The passage we are studying tells two stories about Peter, just before God sends him to Cornelius. They suggest a preparation of Peter for that breakthrough.
To begin with, Peter was doing what he should have been doing in these days, and it is to his credit. Many (probably most) of the apostles had remained in Jerusalem, I think wrongly. Jesus had sent them into all the world with the Gospel (Matt. 28:18-20; Acts 1:8), but they had gotten entrenched in Jerusalem. However, even if the others were wrong in this, Peter at least was not making that mistake. He was the chief apostle to the Jews. So he was going around visiting the various Jewish communities into which the Gospel had spread. He had already been to Samaria examining the situation there. Now he was making his way to the coast, which is where Philip had been. This was fairly early in church history, but already there were churches there. We see this in the story, because it is not just an isolated individual here and there whom Peter visits but actual bodies of believers.
1. The healing of Aeneas. The first place Peter visited was Lydda, the Lud of the Old Testament. Here there was a paralyzed man named Aeneas. He had been confined to bed for eight years. But Peter addressed him in the name of Jesus, crying, “Jesus Christ heals you. Get up and take care of your mat.” The healing was an echo, perhaps consciously on Peter’s part, of Jesus’ healing of the paralytic man early in His ministry. Jesus had said, “I tell you, get up, take your mat and go home” (Mark 2:11).
2. The raising of Dorcas. The second of these stories is told at greater length and has some interesting details. It concerns bringing a woman named Dorcas back to life after she had died, and it takes place in the ancient city of Joppa, today’s Jaffa.
Joppa was a Jewish community. That is why Peter had gone there. But when this woman died, we notice that they did not bury her right away. Why not? When Ananias and Sapphira died they were buried that very day. Why were Ananias and Sapphira buried at once but Dorcas was not? It is because there was a law in Jerusalem that a body was not allowed to remain around for a second day. It had to be buried at once. Beyond Jerusalem the normal period between death and burial was three days. This was Joppa’s custom. So it was during these three days that those who knew and loved Dorcas sent for Peter, undoubtedly expecting him to do a miracle.
There is another interesting detail in verse 39. When Peter went to the room where they were weeping and crying, the women showed him the robes and other clothing that Dorcas had made while she was still alive. That is a nice touch, isn’t it? It was the women, those who did similar things, who were appreciative of Dorcas’ good deeds.
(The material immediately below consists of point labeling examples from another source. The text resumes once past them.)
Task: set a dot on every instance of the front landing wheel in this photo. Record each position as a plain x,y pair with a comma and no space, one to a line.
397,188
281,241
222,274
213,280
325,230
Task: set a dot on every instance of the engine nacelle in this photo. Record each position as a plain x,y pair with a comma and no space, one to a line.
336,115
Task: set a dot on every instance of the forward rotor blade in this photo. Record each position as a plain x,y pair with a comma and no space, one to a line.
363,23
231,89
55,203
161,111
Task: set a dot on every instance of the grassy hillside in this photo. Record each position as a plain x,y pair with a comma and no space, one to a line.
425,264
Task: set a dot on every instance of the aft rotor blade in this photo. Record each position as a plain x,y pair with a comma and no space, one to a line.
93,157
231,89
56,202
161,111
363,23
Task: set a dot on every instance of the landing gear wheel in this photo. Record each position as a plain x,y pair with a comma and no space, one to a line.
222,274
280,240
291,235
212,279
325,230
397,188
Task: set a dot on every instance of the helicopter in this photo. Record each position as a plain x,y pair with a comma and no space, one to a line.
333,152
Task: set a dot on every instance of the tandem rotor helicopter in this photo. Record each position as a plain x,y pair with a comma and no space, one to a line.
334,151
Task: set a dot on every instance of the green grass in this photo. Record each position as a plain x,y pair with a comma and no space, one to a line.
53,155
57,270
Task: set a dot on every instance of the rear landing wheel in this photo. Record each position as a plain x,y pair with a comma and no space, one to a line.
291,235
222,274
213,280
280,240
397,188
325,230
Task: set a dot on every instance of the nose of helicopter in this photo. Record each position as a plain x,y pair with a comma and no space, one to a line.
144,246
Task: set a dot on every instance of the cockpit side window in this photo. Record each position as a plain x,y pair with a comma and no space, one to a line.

Like the earlier story about Aeneas, there are also parallels in this story to things Jesus had done, in this case to two of the resurrections He had performed during His ministry. The obvious one is to John 11, which tells of the raising of Lazarus. Jesus, like Peter, was not present when His friend Lazarus died. His sisters had to send for Him, and the resurrection took place after a considerable passage of time. This was Peter’s situation too. So as Peter was making his way to Joppa, where Dorcas had lived, he was probably wondering what God might accomplish on this occasion and probably also thinking of the time Jesus raised Lazarus.
When he got to Dorcas’ house there were circumstances that probably reminded Peter of the other resurrection in which Jesus was involved. It is told in Mark 5 and concerns the raising of the daughter of Jairus. It, too, was in an upper room. The people there were also distressed and wailing. On that occasion, Jesus put them out so there would be quiet. Then he called to the girl, a young girl who was only twelve years old, “Little girl, I say to you, get up!” (v. 41).
When Peter saw the mourners and Dorcas lying in the upper room, that story must have come immediately to his mind. So he followed in Jesus’ steps. He asked the women to leave. Then he knelt and prayed. He must have prayed fervently. He was an apostle, of course. God had been doing miracles through him. Still, it must have required a great deal of faith for Peter to get up from his knees, turn to the dead woman and say, as Jesus had done with Jairus’ daughter, “Tabitha, get up.”